O porta-voz do exército do estado judaico, Avichay Adraee, explicou no X que as forças de segurança tiveram que intervir na área para "eliminar ameaças e remover as infraestruturas terroristas do Hezbollah", que supostamente usava casas e complexos religiosos como depósitos. Ele esclareceu, no entanto, que não destruíram o Mosteiro do Santo Salvador, mas causaram apenas pequenos danos à escola adjacente. "Mas o Hezbollah já havia saído de Yarun há muito tempo. Éramos apenas cristãos e nenhum de nós escondia armas ou milicianos. Não temos nada a ver com estes últimos. Aliás, consideramos que elas são a causa de muitos dos nossos sofrimentos", responde María.
"Estamos entre a cruz e a espada de Israel. Sabe o que mais me dói? O fato de Tel Aviv não ter nos avisado sobre as demolições. Nem sequer nos perguntaram se queríamos levar alguma coisa. Um objeto, uma roupa, um móvel. Uma lembrança qualquer dos momentos que vivemos... Simplesmente pulverizaram tudo." Os moradores de Yarun descobriram o destino de sua cidade por meio de fotos de satélite. Como o acesso a partir do Líbano é difícil, pediram a parentes no exterior que as procurassem. Assim que as encontraram, juntaram os cem dólares necessários para comprá-las. Em 26 de abril, receberam as primeiras imagens. "A rua principal e os prédios ao redor haviam desaparecido. Por alguns dias, mantive a esperança de que minha casa, longe do centro e localizada atrás do cemitério, ainda estivesse lá. Eu estava enganada..." Na quinta-feira, a verdade inequívoca foi revelada por novas fotografias enviadas do exterior.
"Yarun inteira desapareceu. Simplesmente não existe mais.
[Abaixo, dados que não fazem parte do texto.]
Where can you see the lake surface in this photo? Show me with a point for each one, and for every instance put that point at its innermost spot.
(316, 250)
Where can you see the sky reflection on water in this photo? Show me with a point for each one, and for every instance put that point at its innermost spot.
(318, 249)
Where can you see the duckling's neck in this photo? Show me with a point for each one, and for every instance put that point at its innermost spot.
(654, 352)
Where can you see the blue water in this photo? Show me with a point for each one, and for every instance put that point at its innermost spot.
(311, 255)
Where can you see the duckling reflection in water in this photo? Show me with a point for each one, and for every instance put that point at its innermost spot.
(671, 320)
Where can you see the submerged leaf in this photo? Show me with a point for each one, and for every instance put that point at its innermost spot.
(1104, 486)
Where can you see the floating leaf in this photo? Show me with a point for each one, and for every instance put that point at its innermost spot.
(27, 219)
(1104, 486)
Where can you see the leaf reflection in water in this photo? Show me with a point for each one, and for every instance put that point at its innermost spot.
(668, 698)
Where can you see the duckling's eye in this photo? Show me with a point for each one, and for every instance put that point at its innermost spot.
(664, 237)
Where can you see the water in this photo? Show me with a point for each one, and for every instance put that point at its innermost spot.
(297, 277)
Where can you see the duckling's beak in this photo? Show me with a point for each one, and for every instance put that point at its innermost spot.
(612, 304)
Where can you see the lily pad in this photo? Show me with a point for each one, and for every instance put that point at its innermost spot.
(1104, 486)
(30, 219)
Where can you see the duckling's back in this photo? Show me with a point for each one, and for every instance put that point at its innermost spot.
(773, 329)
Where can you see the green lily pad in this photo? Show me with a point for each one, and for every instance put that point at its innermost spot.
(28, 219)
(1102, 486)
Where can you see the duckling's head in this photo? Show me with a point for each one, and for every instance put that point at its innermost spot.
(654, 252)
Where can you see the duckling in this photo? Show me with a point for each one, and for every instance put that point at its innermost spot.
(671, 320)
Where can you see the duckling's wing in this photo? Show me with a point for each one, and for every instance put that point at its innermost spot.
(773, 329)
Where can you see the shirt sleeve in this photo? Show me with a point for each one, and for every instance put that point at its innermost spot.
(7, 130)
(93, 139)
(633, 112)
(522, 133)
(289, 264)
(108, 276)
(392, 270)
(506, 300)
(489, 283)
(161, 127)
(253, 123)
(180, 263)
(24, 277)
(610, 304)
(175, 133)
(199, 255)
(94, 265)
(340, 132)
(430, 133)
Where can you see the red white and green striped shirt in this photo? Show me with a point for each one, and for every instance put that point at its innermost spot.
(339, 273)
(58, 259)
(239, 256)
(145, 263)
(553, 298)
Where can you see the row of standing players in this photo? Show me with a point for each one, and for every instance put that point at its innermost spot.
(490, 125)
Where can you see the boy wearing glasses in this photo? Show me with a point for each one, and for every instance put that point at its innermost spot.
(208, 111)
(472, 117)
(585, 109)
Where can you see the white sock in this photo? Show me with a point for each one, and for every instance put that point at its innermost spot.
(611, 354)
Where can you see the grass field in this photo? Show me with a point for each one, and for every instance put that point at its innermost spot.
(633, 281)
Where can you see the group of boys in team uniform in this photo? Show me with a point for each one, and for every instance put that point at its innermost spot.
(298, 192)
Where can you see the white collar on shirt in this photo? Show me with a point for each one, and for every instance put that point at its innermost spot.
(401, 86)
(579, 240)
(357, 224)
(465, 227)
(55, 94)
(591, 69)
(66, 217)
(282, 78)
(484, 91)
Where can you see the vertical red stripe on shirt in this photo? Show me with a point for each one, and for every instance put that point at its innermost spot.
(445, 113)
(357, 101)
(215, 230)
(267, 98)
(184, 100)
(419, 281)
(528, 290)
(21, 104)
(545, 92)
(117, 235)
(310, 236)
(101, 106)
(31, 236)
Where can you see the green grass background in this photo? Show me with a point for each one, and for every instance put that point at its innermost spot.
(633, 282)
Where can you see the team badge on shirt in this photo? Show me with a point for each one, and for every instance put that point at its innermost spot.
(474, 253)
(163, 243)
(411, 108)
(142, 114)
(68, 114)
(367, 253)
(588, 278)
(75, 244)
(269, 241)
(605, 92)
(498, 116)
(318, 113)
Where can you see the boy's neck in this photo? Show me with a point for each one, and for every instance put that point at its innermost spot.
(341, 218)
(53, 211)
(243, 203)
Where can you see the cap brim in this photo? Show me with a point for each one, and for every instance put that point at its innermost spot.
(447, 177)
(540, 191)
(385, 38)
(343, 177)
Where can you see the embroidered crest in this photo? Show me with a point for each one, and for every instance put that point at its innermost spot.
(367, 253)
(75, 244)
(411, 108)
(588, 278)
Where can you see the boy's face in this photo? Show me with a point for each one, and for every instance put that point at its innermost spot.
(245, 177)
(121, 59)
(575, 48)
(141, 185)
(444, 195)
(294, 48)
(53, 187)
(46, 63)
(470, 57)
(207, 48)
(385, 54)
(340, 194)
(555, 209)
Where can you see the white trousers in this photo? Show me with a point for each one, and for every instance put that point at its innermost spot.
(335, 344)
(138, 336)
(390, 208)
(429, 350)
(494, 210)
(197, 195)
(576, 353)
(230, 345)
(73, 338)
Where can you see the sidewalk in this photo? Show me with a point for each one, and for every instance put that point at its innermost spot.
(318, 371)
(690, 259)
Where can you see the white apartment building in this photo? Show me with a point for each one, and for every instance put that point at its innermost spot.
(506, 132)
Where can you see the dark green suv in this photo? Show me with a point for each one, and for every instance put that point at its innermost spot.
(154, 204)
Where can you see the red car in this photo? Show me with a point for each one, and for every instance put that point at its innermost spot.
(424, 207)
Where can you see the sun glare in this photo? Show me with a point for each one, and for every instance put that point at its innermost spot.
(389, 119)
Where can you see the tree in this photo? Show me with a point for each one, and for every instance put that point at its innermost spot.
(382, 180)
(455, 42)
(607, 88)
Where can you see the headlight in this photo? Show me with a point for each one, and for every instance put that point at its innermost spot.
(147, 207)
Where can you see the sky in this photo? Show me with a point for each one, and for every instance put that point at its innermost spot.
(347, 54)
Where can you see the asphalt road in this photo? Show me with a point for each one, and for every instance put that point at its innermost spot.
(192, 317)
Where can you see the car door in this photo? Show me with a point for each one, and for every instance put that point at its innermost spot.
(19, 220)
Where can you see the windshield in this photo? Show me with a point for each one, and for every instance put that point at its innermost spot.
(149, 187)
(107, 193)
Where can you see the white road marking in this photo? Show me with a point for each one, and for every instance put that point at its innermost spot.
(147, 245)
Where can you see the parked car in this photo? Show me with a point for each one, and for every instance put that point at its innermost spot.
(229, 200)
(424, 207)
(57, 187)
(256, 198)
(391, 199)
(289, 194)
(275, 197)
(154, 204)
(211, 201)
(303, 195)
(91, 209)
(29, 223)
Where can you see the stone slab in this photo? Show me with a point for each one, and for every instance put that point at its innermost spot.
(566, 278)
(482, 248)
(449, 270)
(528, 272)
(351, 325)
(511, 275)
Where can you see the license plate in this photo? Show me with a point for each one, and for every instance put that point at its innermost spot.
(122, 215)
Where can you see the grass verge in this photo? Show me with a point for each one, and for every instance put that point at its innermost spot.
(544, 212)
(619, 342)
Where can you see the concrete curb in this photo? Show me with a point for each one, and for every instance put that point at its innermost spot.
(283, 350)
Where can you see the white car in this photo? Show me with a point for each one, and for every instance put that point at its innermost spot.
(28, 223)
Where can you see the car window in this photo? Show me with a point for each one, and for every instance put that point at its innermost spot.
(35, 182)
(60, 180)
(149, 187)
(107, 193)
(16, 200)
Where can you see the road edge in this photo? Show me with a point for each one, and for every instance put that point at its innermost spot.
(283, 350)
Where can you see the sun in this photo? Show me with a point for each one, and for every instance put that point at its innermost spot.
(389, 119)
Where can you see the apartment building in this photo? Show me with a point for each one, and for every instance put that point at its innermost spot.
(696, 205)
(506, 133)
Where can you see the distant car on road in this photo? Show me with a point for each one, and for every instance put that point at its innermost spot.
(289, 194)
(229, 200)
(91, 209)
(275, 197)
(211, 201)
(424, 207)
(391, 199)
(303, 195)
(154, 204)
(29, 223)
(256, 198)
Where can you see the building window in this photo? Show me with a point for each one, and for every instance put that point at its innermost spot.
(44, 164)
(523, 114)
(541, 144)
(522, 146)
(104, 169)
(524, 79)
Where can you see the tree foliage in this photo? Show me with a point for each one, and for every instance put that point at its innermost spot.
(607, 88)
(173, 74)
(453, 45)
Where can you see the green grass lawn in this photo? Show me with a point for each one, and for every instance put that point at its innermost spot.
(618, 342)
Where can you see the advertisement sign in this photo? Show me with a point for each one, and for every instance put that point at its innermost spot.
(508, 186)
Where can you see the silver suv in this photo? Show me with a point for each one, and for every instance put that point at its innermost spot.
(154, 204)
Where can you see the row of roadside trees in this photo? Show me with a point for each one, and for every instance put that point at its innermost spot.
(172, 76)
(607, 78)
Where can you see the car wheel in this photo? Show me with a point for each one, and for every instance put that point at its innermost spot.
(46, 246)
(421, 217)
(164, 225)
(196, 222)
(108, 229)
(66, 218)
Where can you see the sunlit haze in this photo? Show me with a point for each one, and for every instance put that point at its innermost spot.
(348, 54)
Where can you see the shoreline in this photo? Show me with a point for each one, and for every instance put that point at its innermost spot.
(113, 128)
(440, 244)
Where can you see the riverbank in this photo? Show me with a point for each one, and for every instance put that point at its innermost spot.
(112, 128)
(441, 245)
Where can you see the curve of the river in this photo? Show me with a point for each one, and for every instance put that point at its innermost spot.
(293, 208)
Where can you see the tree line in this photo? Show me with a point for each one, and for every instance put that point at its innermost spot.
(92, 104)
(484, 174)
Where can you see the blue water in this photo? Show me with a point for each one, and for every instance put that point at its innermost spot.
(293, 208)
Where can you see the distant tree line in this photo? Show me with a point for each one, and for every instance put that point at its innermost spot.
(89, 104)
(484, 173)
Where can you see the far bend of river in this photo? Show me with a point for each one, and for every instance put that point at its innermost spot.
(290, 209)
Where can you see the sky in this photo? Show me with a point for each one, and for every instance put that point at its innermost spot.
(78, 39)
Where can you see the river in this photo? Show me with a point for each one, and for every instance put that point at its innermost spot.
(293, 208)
Qual o sentido de continuar vivendo aqui, em uma vila e uma casa que não são minhas e que, além disso, me custam 500 dólares por mês? Qual o sentido de viver todos os dias com medo de ter que fugir novamente por causa do Hezbollah ou dos israelenses? Não posso voltar para a Guatemala nem ficar aqui. Comecei a solicitar proteção na Itália. Eu só gostaria de encontrar um lugar de onde eu não precise fugir...".
Yarun, infelizmente, não é um caso isolado. Dentro da "Linha Amarela" — a "faixa de segurança" traçada por Israel entre a fronteira e o rio Litani — pelo menos vinte vilarejos foram "arrasados" por tratores israelenses, de acordo com análises de imagens de satélite. Enormes manchas brancas — indicando escombros — ocupam aquilo que, até um mês atrás, eram Markaba, Hanine, Meiss al-Jabal, Houla, Majdel Selm, Deir Seryan, Bint Jbeil, Naqura, Aynata, Kh Iam, Thaybeh, Aitarun. O retorno é impossível para os cerca de 700 mil moradores evacuados, apesar do cessar-fogo. O "modelo Gaza", evocado pelo Ministro da Defesa de Tel Aviv para o sul do Líbano, está se consolidando a cada dia.